Curioso o alarido histérico de
parte da imprensa em torno do senador pelo DEM, Demóstenes Torres. Não que os
pecados dele devam ser jogados debaixo do pano. Todavia, o pecado maior não foi
o de ser amigo de um delinquente vulgar como um bicheiro de caça-níqueis. O
pecado maior mesmo foi de não ter sido amigo de delinquentes bem maiores. E, lembremos,
delinquentes maiores de esquerda. Alguém supera o PT neste ínterim? Duvido. As
safadezas do governo Lula e Dilma são coisas de crime organizado, perto das delinquências
menores de pivete de Demóstenes.
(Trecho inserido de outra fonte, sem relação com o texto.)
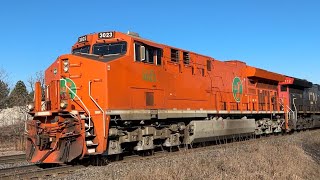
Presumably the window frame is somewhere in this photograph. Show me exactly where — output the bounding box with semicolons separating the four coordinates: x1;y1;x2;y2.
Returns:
207;60;212;71
92;41;127;56
281;85;288;92
134;42;163;66
183;51;190;65
171;49;179;63
156;49;162;65
72;45;91;54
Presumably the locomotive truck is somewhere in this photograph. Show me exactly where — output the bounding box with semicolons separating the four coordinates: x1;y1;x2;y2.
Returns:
25;31;320;163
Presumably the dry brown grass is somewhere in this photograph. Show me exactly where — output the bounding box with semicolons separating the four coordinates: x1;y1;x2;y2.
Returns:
56;130;320;180
114;131;319;180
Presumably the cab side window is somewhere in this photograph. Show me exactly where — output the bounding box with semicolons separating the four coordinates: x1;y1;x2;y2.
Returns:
156;50;162;65
183;52;190;64
135;43;141;61
135;42;162;65
171;49;179;62
207;60;211;71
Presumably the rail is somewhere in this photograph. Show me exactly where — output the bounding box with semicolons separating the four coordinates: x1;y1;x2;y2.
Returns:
89;80;106;138
60;78;91;131
0;164;83;179
0;154;26;164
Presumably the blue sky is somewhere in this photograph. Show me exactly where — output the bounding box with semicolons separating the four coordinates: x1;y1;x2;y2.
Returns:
0;0;319;87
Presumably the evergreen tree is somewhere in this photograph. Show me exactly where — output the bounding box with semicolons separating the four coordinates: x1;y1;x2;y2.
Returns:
0;80;10;109
8;80;29;107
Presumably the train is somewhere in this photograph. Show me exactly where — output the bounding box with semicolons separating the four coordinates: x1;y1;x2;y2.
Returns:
25;31;320;164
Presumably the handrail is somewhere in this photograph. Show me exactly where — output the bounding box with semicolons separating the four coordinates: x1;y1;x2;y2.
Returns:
292;98;298;121
279;98;295;120
60;78;91;131
279;98;294;112
89;81;106;138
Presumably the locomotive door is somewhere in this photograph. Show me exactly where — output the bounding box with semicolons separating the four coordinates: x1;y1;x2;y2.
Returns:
130;88;164;109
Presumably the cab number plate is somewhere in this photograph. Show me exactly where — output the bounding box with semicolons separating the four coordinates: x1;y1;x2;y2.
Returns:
98;32;114;39
78;35;87;43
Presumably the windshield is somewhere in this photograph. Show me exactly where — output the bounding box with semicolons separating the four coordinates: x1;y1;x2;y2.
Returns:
92;42;127;56
72;45;90;54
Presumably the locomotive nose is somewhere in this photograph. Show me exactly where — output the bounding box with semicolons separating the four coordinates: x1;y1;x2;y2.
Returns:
25;116;85;163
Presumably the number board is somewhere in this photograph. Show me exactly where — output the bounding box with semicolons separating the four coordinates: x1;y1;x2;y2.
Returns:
98;31;114;39
78;35;87;43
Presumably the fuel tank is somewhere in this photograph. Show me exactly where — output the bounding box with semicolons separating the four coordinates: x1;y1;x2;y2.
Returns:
185;117;255;144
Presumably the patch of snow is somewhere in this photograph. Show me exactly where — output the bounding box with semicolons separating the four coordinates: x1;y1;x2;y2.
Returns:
0;107;28;127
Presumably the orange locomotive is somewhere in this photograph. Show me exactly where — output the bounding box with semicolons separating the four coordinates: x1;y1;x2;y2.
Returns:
26;31;294;163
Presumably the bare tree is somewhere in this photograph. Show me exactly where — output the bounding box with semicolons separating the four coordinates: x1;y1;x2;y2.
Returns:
0;68;8;81
27;70;45;101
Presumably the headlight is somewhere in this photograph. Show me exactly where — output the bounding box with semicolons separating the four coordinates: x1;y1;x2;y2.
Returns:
63;60;69;72
27;103;34;111
60;101;68;109
63;61;69;66
63;66;69;72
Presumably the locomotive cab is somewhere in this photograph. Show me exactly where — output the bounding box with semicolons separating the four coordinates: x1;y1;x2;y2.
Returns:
71;32;128;58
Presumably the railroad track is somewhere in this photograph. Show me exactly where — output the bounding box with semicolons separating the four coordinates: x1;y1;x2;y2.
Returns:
0;164;84;179
0;164;41;178
0;154;26;164
0;154;84;179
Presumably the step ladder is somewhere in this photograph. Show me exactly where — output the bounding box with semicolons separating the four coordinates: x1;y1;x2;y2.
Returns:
80;113;98;154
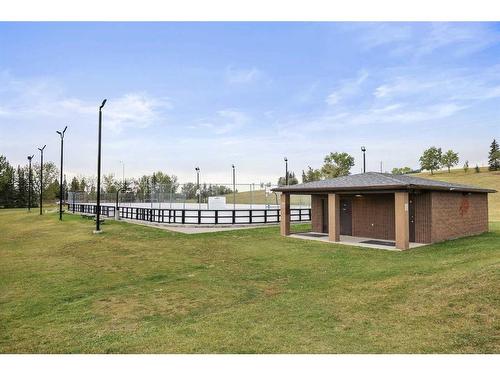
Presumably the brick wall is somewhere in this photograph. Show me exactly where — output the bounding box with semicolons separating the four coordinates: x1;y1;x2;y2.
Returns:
431;192;489;242
412;192;432;243
352;194;395;240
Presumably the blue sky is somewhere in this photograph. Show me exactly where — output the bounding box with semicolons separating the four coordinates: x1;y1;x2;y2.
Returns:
1;22;499;184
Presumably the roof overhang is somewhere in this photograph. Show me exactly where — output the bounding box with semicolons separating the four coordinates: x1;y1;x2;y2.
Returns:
272;184;496;194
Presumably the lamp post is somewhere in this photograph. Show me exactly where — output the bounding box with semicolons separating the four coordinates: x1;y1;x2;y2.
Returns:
57;126;67;220
119;160;125;190
361;146;366;173
232;164;236;210
27;155;34;211
195;167;200;209
95;99;107;233
284;157;288;186
37;146;46;215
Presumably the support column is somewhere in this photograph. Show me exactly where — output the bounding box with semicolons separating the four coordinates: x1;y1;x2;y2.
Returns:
328;193;340;242
395;192;410;250
280;193;290;236
311;195;323;233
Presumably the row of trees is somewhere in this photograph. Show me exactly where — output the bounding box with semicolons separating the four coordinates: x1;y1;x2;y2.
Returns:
416;139;499;175
0;155;63;208
277;152;356;185
418;147;460;174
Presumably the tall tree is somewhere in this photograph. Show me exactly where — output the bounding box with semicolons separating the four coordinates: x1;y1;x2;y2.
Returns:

Lula e Dilma podem ser amigos do tiranete Hugo
Chavez, do narcotraficante Evo Morales, dos terroristas das Farcs, do fanático
islâmico Armadinejah ou do jurássico stalinista do Caribe, Fidel Castro. Ou bem
menos, podem ser amiguinhos de Zé Dirceu e Marcos Valério. Mas na imprensa, o
resto é só silêncio. . .
Quase sempre desconfio de marchas
contra a corrupção. Porque no final das contas, por trás de tais moralismos,
sempre há um corrupto acusando o outro. Neste caso particular, os petistas se
promoveram justamente com a tal “ética na política”, criando dossiês e fábrica
de espionagem na vida privada alheia, parasitando os podres alheios, enquanto
escondiam os seus. Criaram uma ética de delação generalizada, digna dos piores
esquemas de patrulhamento soviético.
E foi assim que movimentaram uma turba
estudantil de moleques analfabetos funcionais de cara pintada, para fazer coro
à derrubada do ex-presidente Collor de Mello. Essa mesma juventude cretina e
ignorante, que cospe na cara de inermes velhinhos militares da reserva de
pijama, para bajular a memória de terroristas, assaltantes de bancos e
assassinos comunistas.
E concomitante a isso, o PT nos
brindou com o mais ardiloso esquema de corrupção que a república jamais presenciou
em sua história, o mensalão. Isto porque o esquema petista foi apenas a ponta
do iceberg de um completo e descarado aparelhamento do Estado pelo partido. A imprensa, com algumas exceções notáveis, foi
condescendente com as falcatruas monumentais do governo. Aliás, foi por causa
dela (além da covardia da oposição), que Lula conseguiu se reeleger e ainda
colocar sucessora, um poste chamado Dilma.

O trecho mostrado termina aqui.